Surging cellphone demand from emerging markets is expected by analysts to have cemented Nokia's leading position in the April-June quarter, while third-placed Samsung is seen closing the gap on Motorola.

This week will bring the season's first set of results from a handset maker when Sony-Ericsson reports on Wednesday, giving some pointers about winners and losers in the crucial battle for the low end of the market.

With more than 5 million new clients signing up for mobile telephony each month in India alone, the world's leading cellphone makers are falling over each other to woo first-time buyers with low-priced handsets. Nokia, which already dominates the market for lower-priced phones, is seen as the biggest gainer, selling around 100 million handsets in the quarter, more than double the amount of its closest rival.

Nokia raised its second-quarter forecast in May, saying it now expected to have increased its 36-percent market share.

Motorola, lacking the scale to compete with Nokia's aggressive pricing, is expected to have ceded more ground to Samsung, which is fast catching up.

Motorola swung to a loss in the first quarter as it tried to win more business in the lower end of the market.

In growth markets, early indications are that Motorola has again struggled to maintain volumes as tactical pricing adjustments by Nokia have made some segments unviable, said CCS consultant Ben Wood.

The pendulum is hastily swinging back toward Samsung, said Strategy Analytics analyst Neil Mawston.

We expect Samsung to close the global market share gap on Motorola, from 4 percentage points to 2 points sequentially, but Motorola will keep its lead.

Gartner analyst Ann Liang said she would expect Samsung to catch up with Motorola in the middle of 2007.


But not all customers in emerging markets are first-time buyers, with many now looking to buy more expensive phones such as Nokia's flagship N95.

The N95 comes with a GPS chip and a 5-megapixel camera, and retails for about 550 euros ($748) in Europe before subsidies and taxes. Nokia has hired extra staff in Europe to cope with good demand for higher-priced phones.

We believe that the strength in Nokia's refreshed product line-up is not restricted to European markets, Deutsche Bank analyst Gareth Jenkins said in a note.
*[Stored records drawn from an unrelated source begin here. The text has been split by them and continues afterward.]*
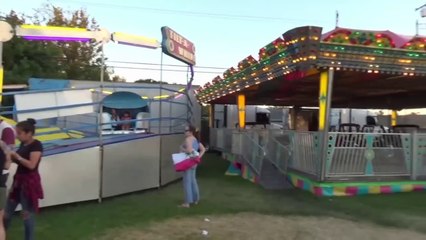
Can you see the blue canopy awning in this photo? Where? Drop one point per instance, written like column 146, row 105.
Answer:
column 124, row 100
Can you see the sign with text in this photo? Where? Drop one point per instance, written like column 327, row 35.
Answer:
column 178, row 47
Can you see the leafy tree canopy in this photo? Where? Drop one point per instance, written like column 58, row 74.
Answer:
column 60, row 60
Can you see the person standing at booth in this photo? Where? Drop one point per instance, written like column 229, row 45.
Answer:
column 190, row 185
column 7, row 142
column 5, row 162
column 26, row 188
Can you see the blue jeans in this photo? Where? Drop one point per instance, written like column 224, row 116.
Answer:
column 190, row 186
column 27, row 211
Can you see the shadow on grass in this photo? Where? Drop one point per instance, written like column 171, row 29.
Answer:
column 220, row 195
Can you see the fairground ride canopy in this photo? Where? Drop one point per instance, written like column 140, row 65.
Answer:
column 372, row 69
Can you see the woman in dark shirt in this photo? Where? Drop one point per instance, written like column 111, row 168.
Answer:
column 26, row 188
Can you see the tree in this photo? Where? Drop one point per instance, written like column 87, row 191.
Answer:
column 117, row 78
column 82, row 61
column 149, row 80
column 24, row 59
column 59, row 60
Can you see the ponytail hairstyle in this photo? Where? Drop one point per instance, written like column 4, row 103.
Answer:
column 194, row 132
column 27, row 126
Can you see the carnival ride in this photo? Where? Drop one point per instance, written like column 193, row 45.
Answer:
column 343, row 68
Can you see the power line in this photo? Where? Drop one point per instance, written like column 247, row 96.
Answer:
column 168, row 65
column 166, row 70
column 190, row 13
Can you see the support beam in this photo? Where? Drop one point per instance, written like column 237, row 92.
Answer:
column 325, row 94
column 241, row 103
column 326, row 81
column 394, row 118
column 211, row 116
column 1, row 72
column 293, row 117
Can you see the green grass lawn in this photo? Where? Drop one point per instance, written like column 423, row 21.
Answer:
column 220, row 195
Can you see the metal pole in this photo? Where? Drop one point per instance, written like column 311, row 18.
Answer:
column 188, row 121
column 414, row 146
column 100, row 126
column 1, row 74
column 170, row 116
column 161, row 94
column 417, row 27
column 324, row 144
column 160, row 162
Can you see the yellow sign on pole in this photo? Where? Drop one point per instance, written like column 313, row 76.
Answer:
column 241, row 102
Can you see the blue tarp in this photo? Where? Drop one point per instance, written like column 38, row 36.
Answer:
column 124, row 100
column 48, row 84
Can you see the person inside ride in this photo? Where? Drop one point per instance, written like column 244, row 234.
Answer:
column 26, row 188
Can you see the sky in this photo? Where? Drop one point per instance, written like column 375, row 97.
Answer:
column 223, row 31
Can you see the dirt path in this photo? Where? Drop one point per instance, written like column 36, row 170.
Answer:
column 248, row 226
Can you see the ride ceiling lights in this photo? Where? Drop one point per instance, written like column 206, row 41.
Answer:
column 302, row 50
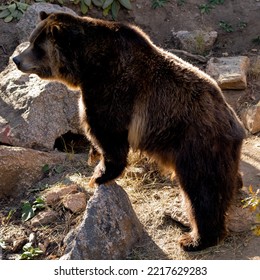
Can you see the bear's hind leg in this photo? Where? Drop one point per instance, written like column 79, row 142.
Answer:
column 209, row 184
column 113, row 161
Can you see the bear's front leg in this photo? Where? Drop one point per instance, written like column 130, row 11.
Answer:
column 113, row 162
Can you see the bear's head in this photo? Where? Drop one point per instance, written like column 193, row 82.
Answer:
column 51, row 52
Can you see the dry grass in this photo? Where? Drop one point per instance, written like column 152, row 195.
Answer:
column 151, row 195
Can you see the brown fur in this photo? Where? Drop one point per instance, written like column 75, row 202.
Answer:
column 136, row 94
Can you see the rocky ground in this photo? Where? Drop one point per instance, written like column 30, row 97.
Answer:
column 62, row 178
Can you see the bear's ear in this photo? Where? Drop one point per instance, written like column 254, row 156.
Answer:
column 43, row 15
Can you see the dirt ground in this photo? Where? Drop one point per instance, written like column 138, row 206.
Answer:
column 152, row 193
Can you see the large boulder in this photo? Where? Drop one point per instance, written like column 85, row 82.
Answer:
column 109, row 228
column 21, row 168
column 229, row 72
column 34, row 112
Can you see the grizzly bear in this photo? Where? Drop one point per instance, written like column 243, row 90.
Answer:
column 135, row 94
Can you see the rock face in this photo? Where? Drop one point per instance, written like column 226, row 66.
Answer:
column 34, row 112
column 109, row 228
column 229, row 72
column 196, row 41
column 251, row 118
column 30, row 18
column 22, row 167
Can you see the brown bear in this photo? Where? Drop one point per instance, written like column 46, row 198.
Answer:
column 135, row 94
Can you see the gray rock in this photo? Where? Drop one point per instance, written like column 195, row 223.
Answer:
column 109, row 228
column 44, row 218
column 251, row 118
column 28, row 22
column 34, row 112
column 20, row 168
column 229, row 72
column 197, row 41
We believe the company is also benefiting from strong sales of the N95 and 6300 in China and India.

JP Morgan expects the N95 model alone will contribute 210 million euros to Nokia's operating profit in the quarter, boosting earnings per share by 0.03 euros.
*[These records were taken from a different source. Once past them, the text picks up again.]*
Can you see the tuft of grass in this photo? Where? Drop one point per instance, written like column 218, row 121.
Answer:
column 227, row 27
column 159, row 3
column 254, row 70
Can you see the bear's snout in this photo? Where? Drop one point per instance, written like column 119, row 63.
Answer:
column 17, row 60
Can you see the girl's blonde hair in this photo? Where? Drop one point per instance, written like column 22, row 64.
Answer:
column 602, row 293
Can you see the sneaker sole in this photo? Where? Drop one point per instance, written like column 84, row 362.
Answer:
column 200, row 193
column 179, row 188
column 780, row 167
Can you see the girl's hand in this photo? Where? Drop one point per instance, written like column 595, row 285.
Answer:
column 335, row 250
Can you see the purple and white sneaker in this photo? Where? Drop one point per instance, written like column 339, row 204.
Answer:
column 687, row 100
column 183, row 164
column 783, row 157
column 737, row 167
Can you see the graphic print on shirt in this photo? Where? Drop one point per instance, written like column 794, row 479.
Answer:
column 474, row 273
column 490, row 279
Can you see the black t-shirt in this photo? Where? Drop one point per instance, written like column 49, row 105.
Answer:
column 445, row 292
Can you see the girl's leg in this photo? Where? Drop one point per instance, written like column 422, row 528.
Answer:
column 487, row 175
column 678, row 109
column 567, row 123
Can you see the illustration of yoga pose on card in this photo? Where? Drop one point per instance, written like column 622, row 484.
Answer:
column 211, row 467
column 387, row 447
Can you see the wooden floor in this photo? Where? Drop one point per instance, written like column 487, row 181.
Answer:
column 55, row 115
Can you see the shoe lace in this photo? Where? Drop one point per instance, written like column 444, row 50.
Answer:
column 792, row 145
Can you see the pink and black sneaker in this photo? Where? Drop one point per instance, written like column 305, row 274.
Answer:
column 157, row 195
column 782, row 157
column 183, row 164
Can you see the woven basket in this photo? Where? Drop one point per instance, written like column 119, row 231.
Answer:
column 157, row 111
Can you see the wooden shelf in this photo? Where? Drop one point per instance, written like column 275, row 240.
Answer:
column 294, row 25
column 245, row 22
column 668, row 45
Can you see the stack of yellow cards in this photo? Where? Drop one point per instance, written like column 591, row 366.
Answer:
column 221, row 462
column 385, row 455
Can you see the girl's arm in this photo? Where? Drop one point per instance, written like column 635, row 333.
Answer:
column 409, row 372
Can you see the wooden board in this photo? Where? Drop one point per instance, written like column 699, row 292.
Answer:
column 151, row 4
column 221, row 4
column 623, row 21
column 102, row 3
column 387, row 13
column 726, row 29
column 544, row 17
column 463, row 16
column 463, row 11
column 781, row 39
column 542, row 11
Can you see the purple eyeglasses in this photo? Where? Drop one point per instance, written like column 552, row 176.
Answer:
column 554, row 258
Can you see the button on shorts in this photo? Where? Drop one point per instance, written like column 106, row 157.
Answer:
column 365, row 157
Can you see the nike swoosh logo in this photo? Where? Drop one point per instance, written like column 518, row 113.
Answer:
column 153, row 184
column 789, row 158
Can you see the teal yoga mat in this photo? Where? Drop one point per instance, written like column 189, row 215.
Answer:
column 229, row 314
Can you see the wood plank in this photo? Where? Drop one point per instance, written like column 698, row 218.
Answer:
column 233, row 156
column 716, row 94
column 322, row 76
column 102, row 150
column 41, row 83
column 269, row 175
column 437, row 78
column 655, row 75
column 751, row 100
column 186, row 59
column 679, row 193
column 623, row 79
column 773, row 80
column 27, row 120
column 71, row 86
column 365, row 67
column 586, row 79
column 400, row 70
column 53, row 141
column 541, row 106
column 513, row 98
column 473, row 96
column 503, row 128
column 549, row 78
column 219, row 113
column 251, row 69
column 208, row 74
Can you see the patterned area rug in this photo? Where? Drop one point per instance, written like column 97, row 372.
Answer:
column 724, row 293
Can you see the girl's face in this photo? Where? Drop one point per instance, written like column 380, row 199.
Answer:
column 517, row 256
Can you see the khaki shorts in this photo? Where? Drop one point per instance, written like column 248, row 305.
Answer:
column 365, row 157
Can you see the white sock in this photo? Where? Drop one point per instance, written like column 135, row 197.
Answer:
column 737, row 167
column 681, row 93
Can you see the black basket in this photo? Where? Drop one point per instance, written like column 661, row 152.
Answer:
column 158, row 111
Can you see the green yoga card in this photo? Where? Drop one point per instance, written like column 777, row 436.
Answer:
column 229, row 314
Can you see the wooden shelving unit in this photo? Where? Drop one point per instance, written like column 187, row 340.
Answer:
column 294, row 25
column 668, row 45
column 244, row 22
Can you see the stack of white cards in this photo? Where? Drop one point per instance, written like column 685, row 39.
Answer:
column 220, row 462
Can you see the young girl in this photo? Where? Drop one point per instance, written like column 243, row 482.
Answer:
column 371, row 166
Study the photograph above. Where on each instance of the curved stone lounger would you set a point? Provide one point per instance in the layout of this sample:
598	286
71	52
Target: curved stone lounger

This would make more than 10 percent of Nokia's total profits in the quarter. Nokia is expected to report earnings per share of 0.28 euros and operating profit of 1.52 billion in the quarter, according to Reuters data. Japanese-Swedish joint venture Sony Ericsson, the world's fourth-biggest cellphone maker, is expected to have increased its market share to 8.9 percent last quarter from 8.4 percent in the first quarter, according to a Reuters poll.

Sony Ericsson told Reuters in an interview last month it would leave the very low end of the market to its rivals, as it focuses on its popular Sony Walkman music phone and Cybershot camera phone brands.

The Walkman phones face a challenge in the quarters to come from Apple's iPhone, which went on sale in the United States on June 29 and has a built-in iPod, Apple's best-selling portable music player.

No sales figures have been disclosed for the iPhone but some analysts have estimated sales of up to 700,000 handsets in its first weekend on the market.